One of the best rewards of being in Boston last week was meeting photographers.  I’ve been a fan of Matthew Gamber and his compelling imagery that challenges us to rethink how we see, think about and perceive color, so it was great to finally put a name to a face at the Flash Forward Festival.

Matthew holds a BFA from Bowling Green State University and an MFA from the School of the Museum of Fine Arts/Tufts University.  His star is on the rise as his work seems to be everywhere: included in the 2012 deCordova Biennial, the the Abstract Photography Then and Now exhibition at the deCordova, at the Flash Forward 2011 Exhibition, and last year at the Sasha Wolf Gallery in New York.  He has also been granted numerous awards and fellowships, and just got off the plane from Santa Fe, where he attended Review Santa Fe.

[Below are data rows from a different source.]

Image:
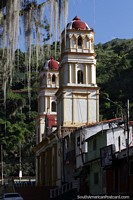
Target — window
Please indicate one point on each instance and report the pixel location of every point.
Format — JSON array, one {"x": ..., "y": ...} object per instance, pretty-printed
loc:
[
  {"x": 80, "y": 76},
  {"x": 78, "y": 141},
  {"x": 53, "y": 106},
  {"x": 96, "y": 178},
  {"x": 53, "y": 78},
  {"x": 79, "y": 41},
  {"x": 94, "y": 144}
]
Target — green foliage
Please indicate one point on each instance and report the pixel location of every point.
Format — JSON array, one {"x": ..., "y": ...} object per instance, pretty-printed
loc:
[{"x": 114, "y": 75}]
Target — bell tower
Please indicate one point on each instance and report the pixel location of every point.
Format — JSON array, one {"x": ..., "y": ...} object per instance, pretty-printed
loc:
[{"x": 78, "y": 94}]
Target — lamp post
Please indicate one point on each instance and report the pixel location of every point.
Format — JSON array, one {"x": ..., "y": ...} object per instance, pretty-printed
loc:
[{"x": 125, "y": 113}]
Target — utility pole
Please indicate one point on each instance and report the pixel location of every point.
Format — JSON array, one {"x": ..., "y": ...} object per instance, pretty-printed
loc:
[
  {"x": 1, "y": 155},
  {"x": 127, "y": 128}
]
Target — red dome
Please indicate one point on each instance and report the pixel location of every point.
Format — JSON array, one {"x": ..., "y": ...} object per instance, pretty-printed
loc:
[
  {"x": 53, "y": 64},
  {"x": 78, "y": 24}
]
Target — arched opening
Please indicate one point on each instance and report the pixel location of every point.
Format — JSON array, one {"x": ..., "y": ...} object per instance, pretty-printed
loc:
[
  {"x": 80, "y": 76},
  {"x": 79, "y": 41},
  {"x": 53, "y": 106},
  {"x": 53, "y": 78}
]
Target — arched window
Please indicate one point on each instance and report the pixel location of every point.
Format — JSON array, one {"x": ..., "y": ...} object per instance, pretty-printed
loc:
[
  {"x": 53, "y": 106},
  {"x": 80, "y": 76},
  {"x": 80, "y": 41},
  {"x": 53, "y": 78}
]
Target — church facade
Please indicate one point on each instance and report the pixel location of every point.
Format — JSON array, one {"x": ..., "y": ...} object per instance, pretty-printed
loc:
[{"x": 68, "y": 98}]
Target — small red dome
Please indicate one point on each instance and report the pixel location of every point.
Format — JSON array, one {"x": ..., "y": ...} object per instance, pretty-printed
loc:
[
  {"x": 53, "y": 64},
  {"x": 78, "y": 24}
]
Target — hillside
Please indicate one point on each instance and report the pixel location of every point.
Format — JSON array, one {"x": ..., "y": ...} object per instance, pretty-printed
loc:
[{"x": 114, "y": 75}]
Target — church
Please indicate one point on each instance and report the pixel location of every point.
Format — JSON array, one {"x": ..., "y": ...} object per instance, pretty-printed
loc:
[{"x": 70, "y": 141}]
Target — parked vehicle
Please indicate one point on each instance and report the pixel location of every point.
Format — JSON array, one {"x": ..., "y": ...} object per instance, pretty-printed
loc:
[{"x": 12, "y": 196}]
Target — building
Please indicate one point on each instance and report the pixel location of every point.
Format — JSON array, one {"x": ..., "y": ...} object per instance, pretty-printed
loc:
[{"x": 72, "y": 145}]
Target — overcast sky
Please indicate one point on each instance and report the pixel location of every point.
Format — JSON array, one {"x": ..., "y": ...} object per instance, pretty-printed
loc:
[{"x": 109, "y": 18}]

Matthew’s new project, Any Color You Like, is a bit like losing the sense of  taste right as you are about to bite into something you have been looking forward to eating, and the expectation of that enjoyment usually comes from the memory of having eaten it before.  By removing the memory and one of the senses, the experience changes. Matthew’s images look at objects that we have traditionally seen in color and that speak to the idea of color, and force us to see and think about them anew.  It’s a terrific project that challenges our perceptions, pays homage to an era where all objects were captured in black and white, but also creates tension (the bird image particularly) where the mind leads one to wonder about the image in color.  

The photographs in Any Color You Like are an experiment in how photography can confuse our perception of information. These photographs represent objects whose primary function is to simulate our observation of color. When these items are rendered in a traditional black–and–white format, the information that remains is merely an abstraction of its previous form.